I know Saylor.org has been mentioned in OER guides, as well as Alan and I’s T4LT episode on OERs (part 3) amongst a Rice Krispie bar, but I think it’s worth it’s own blog post. Saylor.org is actually a site that contains several courses, across all subjects, developed by content experts and peer reviewed. All of the course materials are OERs. You can probably see the benefits here. For one, you could find a course and have a nice repository of tons of resources that have been reviewed to meet the outcomes of the course. So, a lot of the work is already done for you!
Saylor also provides a variety of open resources for each class. You may find open texts, articles, YouTube videos, and/or interactive flash-based activities/games. One tendency I’ve seen from instructors is to focus heavily on the textbook – whether open or not. Thinking outside the box (or the book, in this case), gives you the option to mix and match resources to meet your course outcomes, and overall, I think Saylor does a nice job of demonstrating this.
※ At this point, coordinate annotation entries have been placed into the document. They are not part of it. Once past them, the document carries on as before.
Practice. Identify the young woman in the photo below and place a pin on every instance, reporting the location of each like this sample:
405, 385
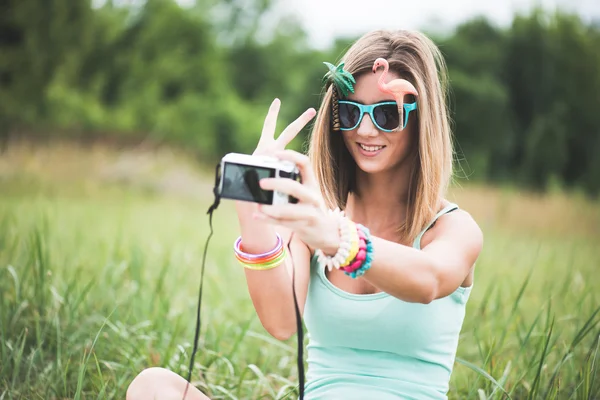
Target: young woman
383, 306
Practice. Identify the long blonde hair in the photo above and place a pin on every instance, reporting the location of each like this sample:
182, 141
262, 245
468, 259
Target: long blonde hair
416, 58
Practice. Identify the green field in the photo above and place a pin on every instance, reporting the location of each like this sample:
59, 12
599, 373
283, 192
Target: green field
100, 257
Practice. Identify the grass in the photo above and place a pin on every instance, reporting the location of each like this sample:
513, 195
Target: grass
99, 266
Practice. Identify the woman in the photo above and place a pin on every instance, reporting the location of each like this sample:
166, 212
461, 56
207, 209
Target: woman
389, 330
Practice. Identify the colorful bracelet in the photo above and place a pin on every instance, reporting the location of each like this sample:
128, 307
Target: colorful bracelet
364, 257
343, 252
263, 261
354, 246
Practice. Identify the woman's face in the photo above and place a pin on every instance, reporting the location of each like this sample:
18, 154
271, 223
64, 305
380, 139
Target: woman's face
374, 150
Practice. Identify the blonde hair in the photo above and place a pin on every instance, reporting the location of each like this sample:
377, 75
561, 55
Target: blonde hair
416, 58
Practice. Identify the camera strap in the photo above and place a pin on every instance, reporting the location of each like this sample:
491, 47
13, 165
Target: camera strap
299, 328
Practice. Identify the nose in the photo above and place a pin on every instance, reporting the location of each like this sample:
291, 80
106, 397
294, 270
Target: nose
367, 128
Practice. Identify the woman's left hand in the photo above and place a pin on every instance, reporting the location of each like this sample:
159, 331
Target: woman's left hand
308, 218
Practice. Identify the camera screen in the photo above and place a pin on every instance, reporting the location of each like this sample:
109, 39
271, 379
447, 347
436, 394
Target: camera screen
240, 182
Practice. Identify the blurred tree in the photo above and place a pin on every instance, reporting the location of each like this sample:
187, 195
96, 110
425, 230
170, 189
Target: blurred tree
36, 37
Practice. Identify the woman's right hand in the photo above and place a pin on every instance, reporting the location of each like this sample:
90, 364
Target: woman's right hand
268, 145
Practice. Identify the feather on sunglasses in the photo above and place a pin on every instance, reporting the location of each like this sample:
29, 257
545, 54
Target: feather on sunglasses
384, 115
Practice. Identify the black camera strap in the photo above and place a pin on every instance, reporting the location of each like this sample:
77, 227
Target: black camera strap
299, 328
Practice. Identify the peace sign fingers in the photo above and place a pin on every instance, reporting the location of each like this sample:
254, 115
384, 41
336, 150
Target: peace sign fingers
292, 129
268, 132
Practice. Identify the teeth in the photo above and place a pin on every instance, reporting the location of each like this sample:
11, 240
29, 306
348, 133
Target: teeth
370, 148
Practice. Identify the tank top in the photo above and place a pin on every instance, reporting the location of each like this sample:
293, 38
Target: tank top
376, 346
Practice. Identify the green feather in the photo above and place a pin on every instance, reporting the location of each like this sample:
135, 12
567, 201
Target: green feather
343, 80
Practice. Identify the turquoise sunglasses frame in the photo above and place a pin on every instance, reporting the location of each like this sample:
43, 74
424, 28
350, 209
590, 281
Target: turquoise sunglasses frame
368, 109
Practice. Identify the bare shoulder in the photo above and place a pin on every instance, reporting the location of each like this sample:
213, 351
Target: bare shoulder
458, 227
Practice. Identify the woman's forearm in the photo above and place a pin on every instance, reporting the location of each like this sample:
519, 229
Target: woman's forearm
270, 290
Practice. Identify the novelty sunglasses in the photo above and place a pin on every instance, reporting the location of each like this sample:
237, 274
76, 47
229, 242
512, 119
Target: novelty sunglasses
384, 115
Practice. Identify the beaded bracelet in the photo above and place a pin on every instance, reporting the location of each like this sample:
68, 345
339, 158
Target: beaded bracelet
345, 226
354, 246
263, 261
360, 265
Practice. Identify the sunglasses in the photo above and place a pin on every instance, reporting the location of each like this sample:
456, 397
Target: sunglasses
384, 115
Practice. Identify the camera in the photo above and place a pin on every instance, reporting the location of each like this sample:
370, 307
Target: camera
240, 175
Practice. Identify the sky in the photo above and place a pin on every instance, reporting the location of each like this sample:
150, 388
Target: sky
326, 19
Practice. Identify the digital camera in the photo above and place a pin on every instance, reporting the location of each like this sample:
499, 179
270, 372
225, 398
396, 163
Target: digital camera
241, 173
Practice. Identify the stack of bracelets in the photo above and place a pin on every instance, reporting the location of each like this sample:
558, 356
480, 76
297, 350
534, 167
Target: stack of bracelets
354, 256
260, 262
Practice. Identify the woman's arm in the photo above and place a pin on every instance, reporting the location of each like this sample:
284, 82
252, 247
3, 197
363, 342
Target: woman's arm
270, 290
448, 254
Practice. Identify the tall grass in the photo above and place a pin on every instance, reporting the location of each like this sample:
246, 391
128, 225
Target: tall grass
98, 281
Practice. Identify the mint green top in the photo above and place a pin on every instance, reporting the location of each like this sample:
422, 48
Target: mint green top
376, 346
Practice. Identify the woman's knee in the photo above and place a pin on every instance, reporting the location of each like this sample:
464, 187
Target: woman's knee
160, 384
149, 384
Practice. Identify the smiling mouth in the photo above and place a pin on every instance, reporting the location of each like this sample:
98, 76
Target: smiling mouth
370, 148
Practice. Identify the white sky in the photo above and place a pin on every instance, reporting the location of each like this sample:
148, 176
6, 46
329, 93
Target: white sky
327, 19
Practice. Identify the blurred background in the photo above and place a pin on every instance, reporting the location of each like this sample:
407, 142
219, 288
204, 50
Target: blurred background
114, 113
201, 74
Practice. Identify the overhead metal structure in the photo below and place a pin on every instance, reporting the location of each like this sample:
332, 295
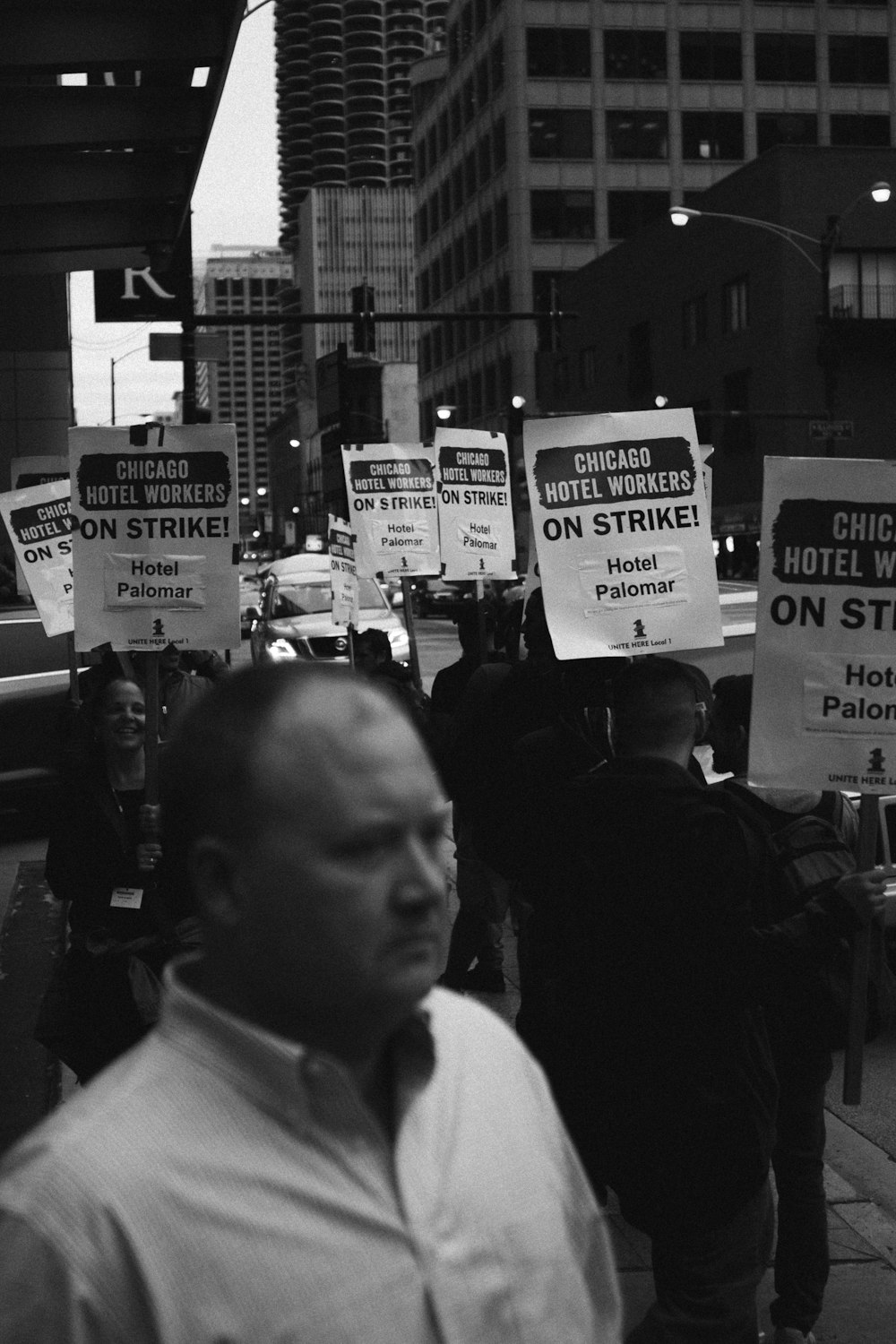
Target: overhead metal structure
105, 112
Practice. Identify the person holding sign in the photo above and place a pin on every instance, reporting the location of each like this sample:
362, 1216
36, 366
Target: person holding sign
123, 924
662, 1066
815, 833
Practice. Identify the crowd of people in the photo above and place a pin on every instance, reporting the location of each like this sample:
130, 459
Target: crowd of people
319, 1140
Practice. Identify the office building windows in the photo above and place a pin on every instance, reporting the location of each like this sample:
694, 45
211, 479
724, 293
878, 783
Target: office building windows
855, 128
786, 56
546, 296
735, 306
712, 134
786, 128
694, 322
708, 54
637, 134
562, 214
560, 134
629, 211
640, 54
856, 59
557, 53
640, 363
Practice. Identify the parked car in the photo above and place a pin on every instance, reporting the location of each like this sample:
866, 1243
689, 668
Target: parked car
435, 597
250, 589
295, 617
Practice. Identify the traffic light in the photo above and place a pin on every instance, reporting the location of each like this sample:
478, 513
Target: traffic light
363, 328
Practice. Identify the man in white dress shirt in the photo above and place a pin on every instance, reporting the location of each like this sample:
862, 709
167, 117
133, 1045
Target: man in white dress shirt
314, 1144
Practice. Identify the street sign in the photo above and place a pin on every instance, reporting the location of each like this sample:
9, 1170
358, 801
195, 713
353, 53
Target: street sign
207, 347
831, 429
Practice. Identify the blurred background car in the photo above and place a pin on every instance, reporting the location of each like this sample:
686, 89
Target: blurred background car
435, 597
250, 590
295, 615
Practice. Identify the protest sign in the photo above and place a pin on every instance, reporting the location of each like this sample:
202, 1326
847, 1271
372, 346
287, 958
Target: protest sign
825, 674
625, 547
156, 540
392, 510
476, 518
39, 526
343, 573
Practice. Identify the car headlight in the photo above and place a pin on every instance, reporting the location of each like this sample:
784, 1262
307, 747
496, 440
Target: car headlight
281, 650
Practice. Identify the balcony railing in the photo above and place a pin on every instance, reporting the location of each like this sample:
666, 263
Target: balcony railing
863, 301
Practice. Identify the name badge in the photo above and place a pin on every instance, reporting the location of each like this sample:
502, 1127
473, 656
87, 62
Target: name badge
126, 898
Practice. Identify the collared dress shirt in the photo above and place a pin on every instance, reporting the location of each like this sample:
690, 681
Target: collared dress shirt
220, 1185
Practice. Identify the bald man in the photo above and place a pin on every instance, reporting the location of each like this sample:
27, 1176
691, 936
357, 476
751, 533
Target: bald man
314, 1144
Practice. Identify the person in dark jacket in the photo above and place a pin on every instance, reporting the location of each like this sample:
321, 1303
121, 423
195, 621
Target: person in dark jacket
659, 1054
104, 862
797, 1032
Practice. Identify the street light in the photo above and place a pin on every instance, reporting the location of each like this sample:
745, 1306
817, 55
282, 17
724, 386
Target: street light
826, 245
112, 374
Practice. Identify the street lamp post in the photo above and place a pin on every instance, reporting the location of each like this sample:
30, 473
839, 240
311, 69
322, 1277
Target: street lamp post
826, 245
112, 375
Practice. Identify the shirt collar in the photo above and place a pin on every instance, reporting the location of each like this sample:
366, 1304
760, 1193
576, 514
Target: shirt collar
271, 1067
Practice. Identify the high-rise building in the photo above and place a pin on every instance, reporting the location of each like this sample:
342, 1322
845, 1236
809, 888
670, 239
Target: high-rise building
247, 389
343, 93
559, 129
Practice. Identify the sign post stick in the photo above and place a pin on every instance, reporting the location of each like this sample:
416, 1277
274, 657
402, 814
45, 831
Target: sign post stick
411, 632
860, 961
152, 728
479, 618
74, 691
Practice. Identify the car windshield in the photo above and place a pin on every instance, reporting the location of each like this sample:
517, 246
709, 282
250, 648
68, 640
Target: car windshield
311, 597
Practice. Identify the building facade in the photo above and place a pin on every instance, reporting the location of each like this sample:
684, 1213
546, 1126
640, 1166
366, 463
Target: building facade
782, 346
343, 93
559, 128
247, 389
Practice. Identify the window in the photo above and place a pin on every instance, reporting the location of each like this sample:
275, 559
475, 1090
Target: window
634, 54
632, 210
858, 59
712, 134
473, 246
487, 236
694, 322
786, 128
498, 144
562, 214
710, 56
785, 56
863, 284
557, 53
501, 223
560, 134
640, 362
484, 151
495, 65
735, 306
546, 295
737, 430
482, 82
848, 128
637, 134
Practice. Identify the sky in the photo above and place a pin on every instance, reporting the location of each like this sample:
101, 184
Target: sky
236, 202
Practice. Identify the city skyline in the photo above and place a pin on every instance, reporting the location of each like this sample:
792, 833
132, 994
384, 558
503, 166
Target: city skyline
236, 203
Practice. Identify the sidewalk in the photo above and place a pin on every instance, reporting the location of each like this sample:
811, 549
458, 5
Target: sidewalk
860, 1301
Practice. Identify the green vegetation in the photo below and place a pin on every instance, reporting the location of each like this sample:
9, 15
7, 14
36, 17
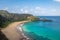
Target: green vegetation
33, 18
6, 17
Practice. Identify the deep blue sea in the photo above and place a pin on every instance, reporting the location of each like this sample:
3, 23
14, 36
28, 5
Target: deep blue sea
39, 30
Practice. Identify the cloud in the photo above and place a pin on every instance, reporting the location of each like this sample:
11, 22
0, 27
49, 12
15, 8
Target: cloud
57, 0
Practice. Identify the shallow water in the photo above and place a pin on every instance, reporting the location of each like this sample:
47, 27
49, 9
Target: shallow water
43, 30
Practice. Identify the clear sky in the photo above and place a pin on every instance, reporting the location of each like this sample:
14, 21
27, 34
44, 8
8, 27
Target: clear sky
35, 7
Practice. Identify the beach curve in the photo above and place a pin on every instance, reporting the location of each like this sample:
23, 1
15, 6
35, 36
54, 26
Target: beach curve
11, 31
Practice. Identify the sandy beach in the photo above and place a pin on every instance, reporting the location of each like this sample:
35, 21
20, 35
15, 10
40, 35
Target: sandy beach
11, 32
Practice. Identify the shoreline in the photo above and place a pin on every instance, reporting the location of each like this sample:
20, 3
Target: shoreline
19, 28
12, 32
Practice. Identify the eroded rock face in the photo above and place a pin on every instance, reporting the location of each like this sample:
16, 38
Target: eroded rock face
2, 36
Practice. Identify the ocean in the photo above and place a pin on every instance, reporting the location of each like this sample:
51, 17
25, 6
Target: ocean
39, 30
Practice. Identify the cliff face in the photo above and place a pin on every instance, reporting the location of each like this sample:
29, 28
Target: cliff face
6, 17
2, 36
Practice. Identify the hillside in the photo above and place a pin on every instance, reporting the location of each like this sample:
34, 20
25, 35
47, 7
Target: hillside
6, 17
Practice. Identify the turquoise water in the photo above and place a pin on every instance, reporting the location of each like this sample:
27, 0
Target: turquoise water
42, 30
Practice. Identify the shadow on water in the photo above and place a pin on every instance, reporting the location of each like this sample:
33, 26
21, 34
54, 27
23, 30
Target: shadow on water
34, 36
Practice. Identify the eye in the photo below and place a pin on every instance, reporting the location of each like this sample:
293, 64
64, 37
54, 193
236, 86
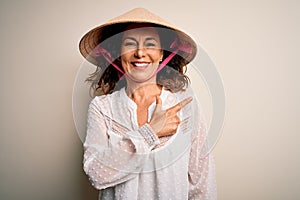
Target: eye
150, 44
128, 44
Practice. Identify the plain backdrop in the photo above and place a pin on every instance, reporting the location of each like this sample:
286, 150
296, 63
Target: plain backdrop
255, 45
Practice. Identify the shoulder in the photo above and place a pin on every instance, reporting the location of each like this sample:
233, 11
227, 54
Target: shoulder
104, 102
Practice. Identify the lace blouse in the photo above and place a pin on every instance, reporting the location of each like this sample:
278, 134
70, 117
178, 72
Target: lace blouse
125, 161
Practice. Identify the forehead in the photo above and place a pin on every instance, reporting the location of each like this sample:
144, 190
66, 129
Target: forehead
141, 32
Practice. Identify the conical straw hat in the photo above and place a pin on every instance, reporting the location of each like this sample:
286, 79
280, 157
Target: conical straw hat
138, 15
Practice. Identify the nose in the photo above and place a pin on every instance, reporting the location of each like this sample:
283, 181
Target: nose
139, 52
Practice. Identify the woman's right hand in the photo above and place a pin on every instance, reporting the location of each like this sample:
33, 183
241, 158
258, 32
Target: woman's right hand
165, 122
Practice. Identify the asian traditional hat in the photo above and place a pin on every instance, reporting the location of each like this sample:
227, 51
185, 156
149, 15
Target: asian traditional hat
138, 15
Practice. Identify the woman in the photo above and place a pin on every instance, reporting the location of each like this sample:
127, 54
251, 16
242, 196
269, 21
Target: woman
145, 133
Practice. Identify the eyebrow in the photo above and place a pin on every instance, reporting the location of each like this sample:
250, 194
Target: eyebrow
147, 39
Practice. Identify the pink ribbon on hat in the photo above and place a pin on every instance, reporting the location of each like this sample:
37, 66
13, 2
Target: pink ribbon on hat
101, 51
187, 48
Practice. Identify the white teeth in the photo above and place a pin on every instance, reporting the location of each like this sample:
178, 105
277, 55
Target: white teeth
141, 64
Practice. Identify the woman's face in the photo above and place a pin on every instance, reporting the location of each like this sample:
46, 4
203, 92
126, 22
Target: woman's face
141, 53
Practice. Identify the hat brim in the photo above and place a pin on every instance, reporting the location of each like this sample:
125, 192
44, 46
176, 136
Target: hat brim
139, 15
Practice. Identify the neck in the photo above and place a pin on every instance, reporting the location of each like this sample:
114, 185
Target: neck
143, 92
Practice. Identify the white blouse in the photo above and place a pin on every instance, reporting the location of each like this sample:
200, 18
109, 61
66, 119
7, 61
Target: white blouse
125, 161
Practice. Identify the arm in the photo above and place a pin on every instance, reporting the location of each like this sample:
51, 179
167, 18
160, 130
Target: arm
202, 184
110, 159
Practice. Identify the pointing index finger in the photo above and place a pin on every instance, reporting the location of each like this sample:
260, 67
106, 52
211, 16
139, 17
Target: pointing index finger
181, 104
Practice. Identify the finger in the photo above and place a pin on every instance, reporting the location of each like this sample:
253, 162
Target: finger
158, 100
180, 105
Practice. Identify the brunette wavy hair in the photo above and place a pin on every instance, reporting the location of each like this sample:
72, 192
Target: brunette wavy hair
106, 78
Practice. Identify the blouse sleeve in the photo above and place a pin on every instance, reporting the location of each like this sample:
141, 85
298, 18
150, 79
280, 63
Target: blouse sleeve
202, 184
110, 159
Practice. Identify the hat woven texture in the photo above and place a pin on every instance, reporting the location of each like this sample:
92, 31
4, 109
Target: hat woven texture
138, 15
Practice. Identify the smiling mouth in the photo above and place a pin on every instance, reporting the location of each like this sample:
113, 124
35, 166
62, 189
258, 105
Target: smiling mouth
140, 65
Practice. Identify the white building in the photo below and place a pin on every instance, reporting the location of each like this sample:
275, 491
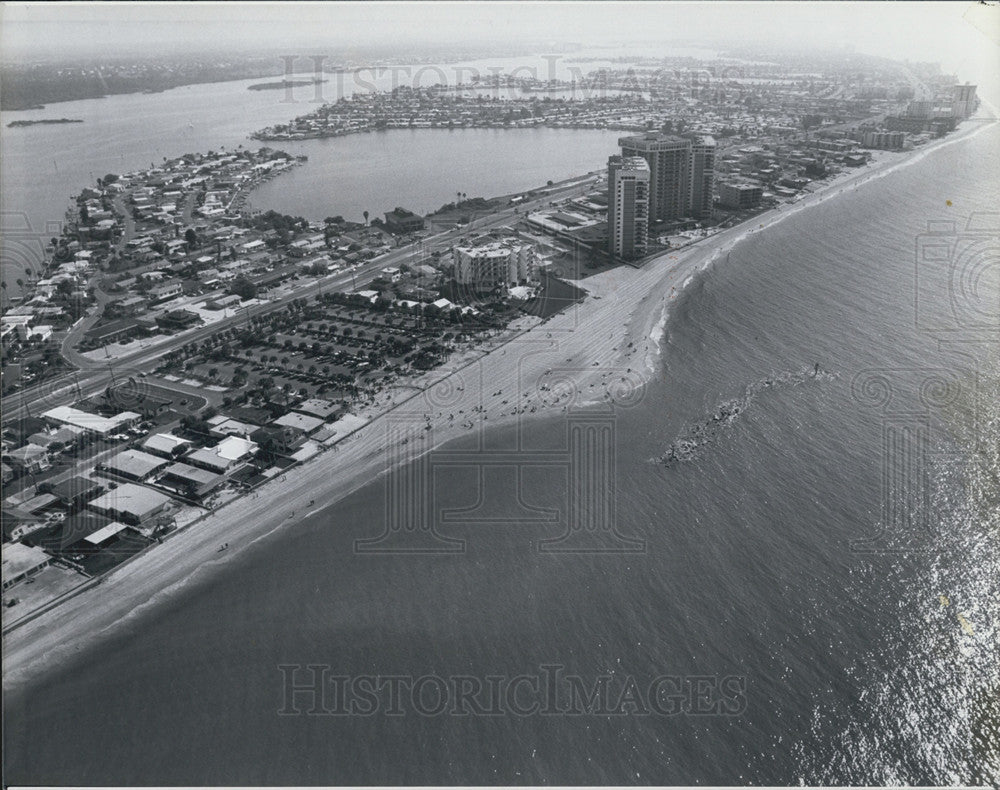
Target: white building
628, 206
502, 262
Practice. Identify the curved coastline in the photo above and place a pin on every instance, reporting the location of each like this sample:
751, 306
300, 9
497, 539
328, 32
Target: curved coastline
634, 307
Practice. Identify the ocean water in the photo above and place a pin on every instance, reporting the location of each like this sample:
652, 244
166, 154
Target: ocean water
864, 656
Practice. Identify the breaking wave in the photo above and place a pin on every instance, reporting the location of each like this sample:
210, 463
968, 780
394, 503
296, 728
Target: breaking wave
698, 437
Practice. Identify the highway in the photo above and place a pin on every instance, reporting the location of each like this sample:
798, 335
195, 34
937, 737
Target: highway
92, 376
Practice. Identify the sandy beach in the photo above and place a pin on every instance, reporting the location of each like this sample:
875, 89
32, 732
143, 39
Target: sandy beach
605, 348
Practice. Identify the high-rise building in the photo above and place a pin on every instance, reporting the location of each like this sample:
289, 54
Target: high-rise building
702, 176
681, 173
628, 206
964, 100
502, 262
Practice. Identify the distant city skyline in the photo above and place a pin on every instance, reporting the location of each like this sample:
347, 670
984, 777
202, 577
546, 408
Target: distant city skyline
951, 33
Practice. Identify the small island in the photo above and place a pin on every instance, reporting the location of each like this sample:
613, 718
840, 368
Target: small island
273, 86
45, 120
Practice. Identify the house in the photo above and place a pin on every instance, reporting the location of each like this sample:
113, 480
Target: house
63, 538
130, 503
318, 407
190, 480
278, 439
400, 220
74, 491
306, 423
133, 465
92, 423
223, 426
29, 459
53, 441
136, 397
166, 445
177, 320
123, 330
18, 522
226, 457
222, 302
20, 561
166, 290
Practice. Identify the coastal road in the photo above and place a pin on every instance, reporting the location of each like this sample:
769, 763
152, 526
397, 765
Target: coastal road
94, 376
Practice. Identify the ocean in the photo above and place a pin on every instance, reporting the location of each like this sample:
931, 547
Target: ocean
820, 559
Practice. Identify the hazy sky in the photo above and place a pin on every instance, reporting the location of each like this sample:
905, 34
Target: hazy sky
951, 32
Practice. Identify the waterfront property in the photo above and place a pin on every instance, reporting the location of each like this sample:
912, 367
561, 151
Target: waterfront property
493, 263
628, 206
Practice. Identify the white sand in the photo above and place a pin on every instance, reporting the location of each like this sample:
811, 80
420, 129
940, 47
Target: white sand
586, 345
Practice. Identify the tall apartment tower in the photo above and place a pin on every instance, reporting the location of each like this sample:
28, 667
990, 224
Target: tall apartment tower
628, 206
681, 173
702, 176
964, 100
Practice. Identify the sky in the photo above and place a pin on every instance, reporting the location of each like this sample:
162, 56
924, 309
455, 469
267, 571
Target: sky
957, 34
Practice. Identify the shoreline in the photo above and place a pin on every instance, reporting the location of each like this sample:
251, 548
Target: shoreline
624, 306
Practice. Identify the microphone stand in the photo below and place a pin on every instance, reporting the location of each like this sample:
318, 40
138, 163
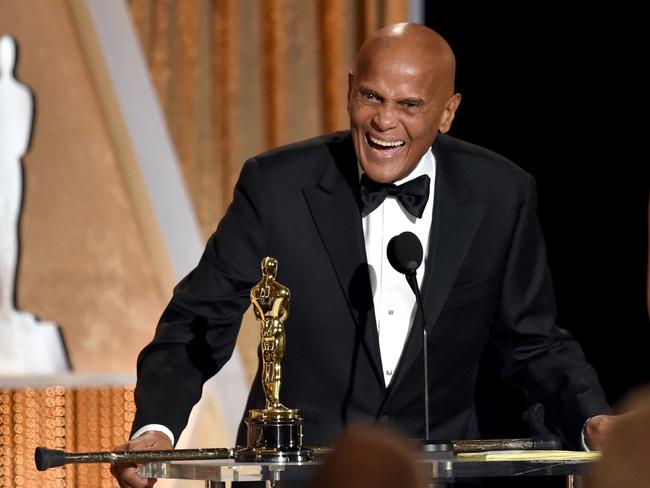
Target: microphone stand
412, 281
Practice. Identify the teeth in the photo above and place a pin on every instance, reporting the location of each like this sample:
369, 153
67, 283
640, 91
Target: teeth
379, 142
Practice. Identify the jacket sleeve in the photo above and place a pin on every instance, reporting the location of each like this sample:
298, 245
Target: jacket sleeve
537, 354
197, 332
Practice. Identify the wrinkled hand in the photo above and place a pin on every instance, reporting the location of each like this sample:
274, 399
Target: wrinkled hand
599, 428
126, 474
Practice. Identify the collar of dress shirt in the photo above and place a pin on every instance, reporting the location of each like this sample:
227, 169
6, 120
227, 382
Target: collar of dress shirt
426, 166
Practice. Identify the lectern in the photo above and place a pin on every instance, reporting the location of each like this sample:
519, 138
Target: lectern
442, 472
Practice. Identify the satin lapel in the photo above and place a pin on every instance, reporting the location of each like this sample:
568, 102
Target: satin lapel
456, 217
335, 210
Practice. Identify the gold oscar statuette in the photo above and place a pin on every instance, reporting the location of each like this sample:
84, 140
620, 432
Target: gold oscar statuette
275, 431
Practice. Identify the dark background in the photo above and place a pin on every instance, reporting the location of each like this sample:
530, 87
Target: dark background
562, 90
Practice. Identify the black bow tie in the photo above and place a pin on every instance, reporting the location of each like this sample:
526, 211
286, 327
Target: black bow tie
413, 194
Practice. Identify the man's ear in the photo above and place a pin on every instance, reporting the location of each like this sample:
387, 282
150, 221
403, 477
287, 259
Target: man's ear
350, 85
448, 113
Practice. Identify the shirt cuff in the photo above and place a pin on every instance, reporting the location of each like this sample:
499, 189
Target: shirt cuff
157, 428
583, 440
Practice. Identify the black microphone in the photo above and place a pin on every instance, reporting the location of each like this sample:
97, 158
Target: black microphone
405, 255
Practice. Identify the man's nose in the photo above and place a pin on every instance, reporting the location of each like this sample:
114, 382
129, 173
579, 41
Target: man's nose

I haven’t checked out every course for every subject, but I’ve jumped into a few courses. I was especially interested in the introductory communication course, and while the resources were sound and did align with the course outcomes, the YouTube video lectures were recorded in the early 2000s. I hesitate to say they were out of date because the content was still relevant, but the video quality and even the early 2000s hairstyles and fashion were enough to take me back to my high school days and I lost interest quickly. Bottom line, not all of the resources are perfect by any means, but they are free and open, so it’s definitely worth checking out. If you really get into a course, you can take the final exam at the end (for free) and if you earn 70% or higher you can earn a certificate to decorate the walls of your office!